Entscheidungsstichwort (Thema)
Streitgegenstand bei einer Ablehnung von Rentenleistungen. Anfechtungs- und Verpflichtungsklage. Neuantrag. Erledigung des Ablehnungsbescheides auf andere Weise
Leitsatz (amtlich)
Streitgegenständlich ist bei einer Ablehnung von Rentenleistungen ohne zeitliche Beschränkung grundsätzlich der gesamte Zeitraum bis zum für die Entscheidung maßgeblichen Zeitpunkt. Bei Anfechtungs- und Verpflichtungsklagen iSv § 54 Abs 4 SGG ist dies grundsätzlich der Zeitpunkt der mündlichen Verhandlung des LSG. Dies gilt jedoch nicht, wenn zwischenzeitlich ein neuer Antrag auf Rentenleistungen gestellt worden ist. Dann hat sich der streitige Ablehnungsbescheid für den vom Neuantrag erfassten Zeitraum gem § 39 Abs 2 SGB X auf andere Weise erledigt.
Orientierungssatz
Zum Leitsatz vgl LSG Halle vom 4.6.2015 - L 1 R 136/13.
Tenor
Das Urteil des Sozialgerichts Magdeburg vom 13. Dezember 2012 wird aufgehoben und die Klage abgewiesen.
Außergerichtliche Kosten haben die Beteiligten einander nicht zu erstatten.
Die Revision wird nicht zugelassen.
Tatbestand
Streitgegenständlich ist eine Rente wegen verminderter Erwerbsfähigkeit nach dem Sechsten Buch Sozialgesetzbuch - Gesetzliche Rentenversicherung (SGB VI).

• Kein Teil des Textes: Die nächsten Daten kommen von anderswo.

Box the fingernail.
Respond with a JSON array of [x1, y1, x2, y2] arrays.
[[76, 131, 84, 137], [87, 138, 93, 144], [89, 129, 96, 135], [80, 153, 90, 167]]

Der am ... 1963 geborene Kläger ist gelernter Agrotechniker/Mechanisator. In diesem Beruf war er bis 1986 erwerbstätig. Von Mai 1986 bis September 2008 arbeitete er als Zementiermaschinist. Er bezieht eine Rente für Bergleute wegen verminderter Berufsfähigkeit im Bergbau seit dem 1. November 2009.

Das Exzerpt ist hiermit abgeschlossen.